In [1]:
# Manipulate the file system
import os
import shutil

# Copy dictionaries
import copy

# Regular expressions
import re

# Display errors in realtime
import ipywidgets as widgets

# work with dates
import datetime
import arrow
import time

# For scrubbing PII
import hashlib

# Convert stored string representation of a list to a list
import ast

# Recurse through a directory tree and return file names with glob
import glob

# Decode and re-encode mangled Arabic file names
import codecs

# Connect to a SQLite database in a lazy manner.
import sqlalchemy
import dataset

# Enables opening and reading of Excel files
import openpyxl

# Import Pandas for easy importing of an excel file
import csv

# Translating variables, sheet names, and workbook names from Arabic
# This is NOT free to use.
from google.cloud import translate

# Set the environment variable for the Google Service Account
os.environ['GOOGLE_APPLICATION_CREDENTIALS'] = 'C:\\Users\\clay\\Documents\\fxb-lcs-2b24f4f8a73a.json'

In [2]:
#If there's an existing db for this sheet, delete it
#so that we can copy from the template for a fresh start

try:
    os.remove("sams_data_phase16.sqlite")
    print("Removed template clone sams_data_phase16.sqlite")
except:
    pass

try:
    # Try to preserve a copy in case there is a problem and it has to be restored
    shutil.copy2("sams_data_phase16_template.sqlite","sams_data_phase16.sqlite")
    
    print("Created database from template: sams_data_phase16.sqlite")
except:
    pass

Removed template clone sams_data_phase16.sqlite
Created database from template: sams_data_phase16.sqlite


In [3]:
db = dataset.connect("sqlite:///sams_data_phase16.sqlite")

In [4]:
# Import the translation file from Houssam
# Translation file from Houssom

translation_file = "split_arabic_phrases_01_Dec_2017_Categorized V4_01-18-2018.csv"

data = []
with open(translation_file,'r', encoding='utf-8') as csvfile:
    csvreader = csv.reader(csvfile)
    header = next(csvreader)
    header[0] = 'id'
    for row in csvreader:
        rowdict = zip(header,row)
        data.append(dict(rowdict))
        
# Convert some values to integers and use None for empty strings to save database space

clean_data = []
for r in data:
    try:
        r['id'] = int(r['id'])
        r['occurrences'] = int(r['occurrences'])
        for key in r.keys():
            if key.strip() == '':
                continue
            try:
                if r[key].strip() == '':
                    r[key] = None
            except:
                pass
        try:
            del r['Number of Characters']
        except:
            pass
        
        # Sometimes the CSV imports with a blank column on the left
        # that needs to be deleted from the dict created from it
        try:
            del r['']
        except:
            pass
        
        clean_data.append(r)
    except:
        pass
    
# Replace the arabic_tokens table with the translation data, which includes
# all of the original arabic_tokens data along with additional metadata from Excel
tab_arabic_tokens = db['arabic_tokens']
tab_arabic_tokens.drop()

tab_arabic_tokens = db['arabic_tokens']
tab_arabic_tokens.insert_many(clean_data)

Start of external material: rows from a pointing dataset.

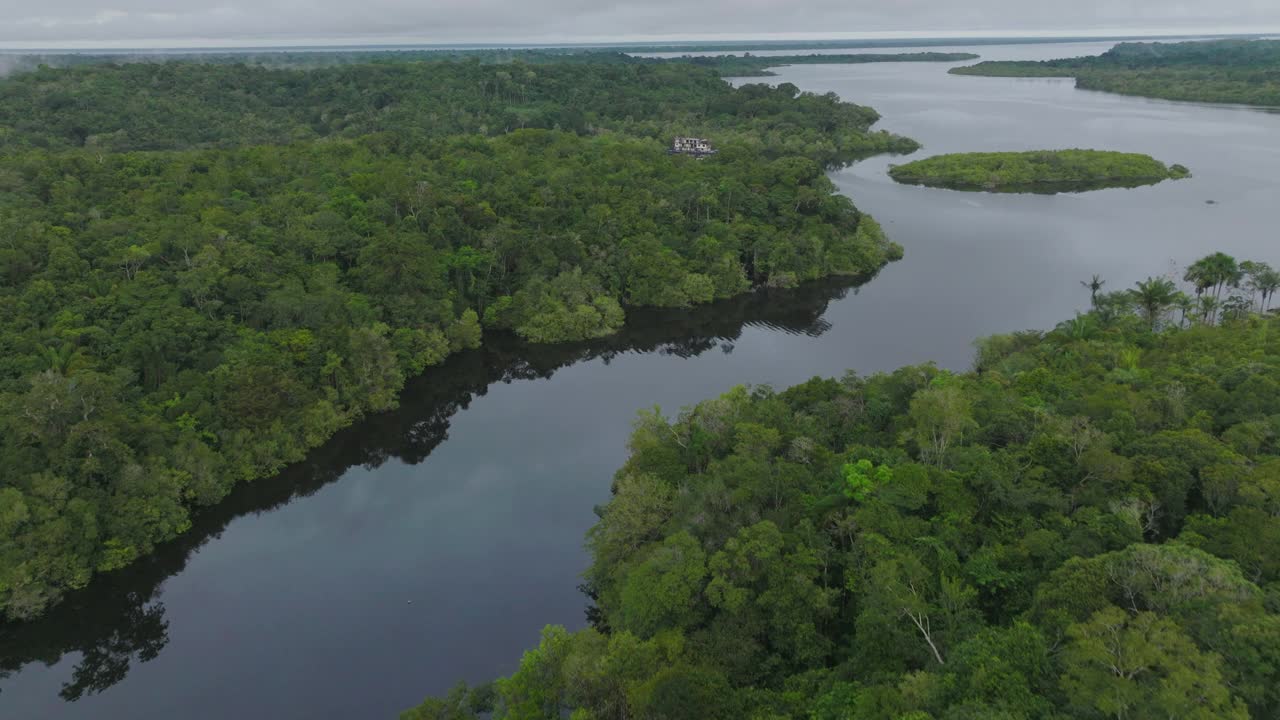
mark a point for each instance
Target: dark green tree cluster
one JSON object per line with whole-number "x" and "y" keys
{"x": 1244, "y": 72}
{"x": 177, "y": 320}
{"x": 1083, "y": 527}
{"x": 1037, "y": 171}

tab_arabic_values_tokens = db['arabic_values_tokens']

join_lookup = {}

for record in tab_arabic_values_tokens.find():
    if record['arabic_values_id'] not in join_lookup.keys():
        join_lookup[record['arabic_values_id']] = set()
    join_lookup[record['arabic_values_id']].add(record['token_id'])
    
# There are errant commas in the import file and this attempts to remove them,
# though it is possible is also is removing commas that belong. 
token_lookup = {}

for record in tab_arabic_tokens.find():
    translation = record['translation']
    
    # Nothing to join back
    if translation is None:
        continue
    else:
        translation = [x.lower().strip() for x in translation.split(",") if x.strip() != '']
        
    token_lookup[record['id']] = translation
    
ar_values_to_update = []
for key in join_lookup.keys():
    update_rec = {'id':key}
    all_vals = []
    for token_rec in sorted(list(join_lookup[key])):
        try:
            all_vals += token_lookup[token_rec]
        except:
            pass
    if len(all_vals) == 0:
        continue
    
    hum_trans = ", ".join(all_vals)
    update_rec['human_translate'] = hum_trans
    ar_values_to_update.append(update_rec)
    
tab_arabic_values = db['arabic_values']

for rec in ar_values_to_update:
    try:
        tab_arabic_values.update(rec,['id'])
    except:
        print(rec)

In [5]:
clean_data[:5]

[{'Notes': None,
  'Spelling Correction': None,
  'Translator': None,
  'id': 1,
  'occurrences': 4,
  'token': 'قبول عابر',
  'translation': 'Monitoring'},
 {'Notes': None,
  'Spelling Correction': None,
  'Translator': None,
  'id': 2,
  'occurrences': 3,
  'token': 'حواضن',
  'translation': 'incubators'},
 {'Notes': None,
  'Spelling Correction': None,
  'Translator': None,
  'id': 3,
  'occurrences': 35,
  'token': 'استشفاء',
  'translation': 'recovery'},
 {'Notes': None,
  'Spelling Correction': None,
  'Translator': None,
  'id': 4,
  'occurrences': 8,
  'token': 'عناية',
  'translation': 'ICU'},
 {'Notes': None,
  'Spelling Correction': None,
  'Translator': None,
  'id': 5,
  'occurrences': 10,
  'token': 'اختبار الزمرة الدموية',
  'translation': ', blood typing '}]

In [6]:
# Convert this to a translation import notebook and move flag work to subsequent notebook

# Copy the database over as the template for the next file.
# This Notebook did not include manual editing of the data.

# Do not rerun this cell!
shutil.copy2('sams_data_phase16.sqlite','sams_data_phase17_template.sqlite')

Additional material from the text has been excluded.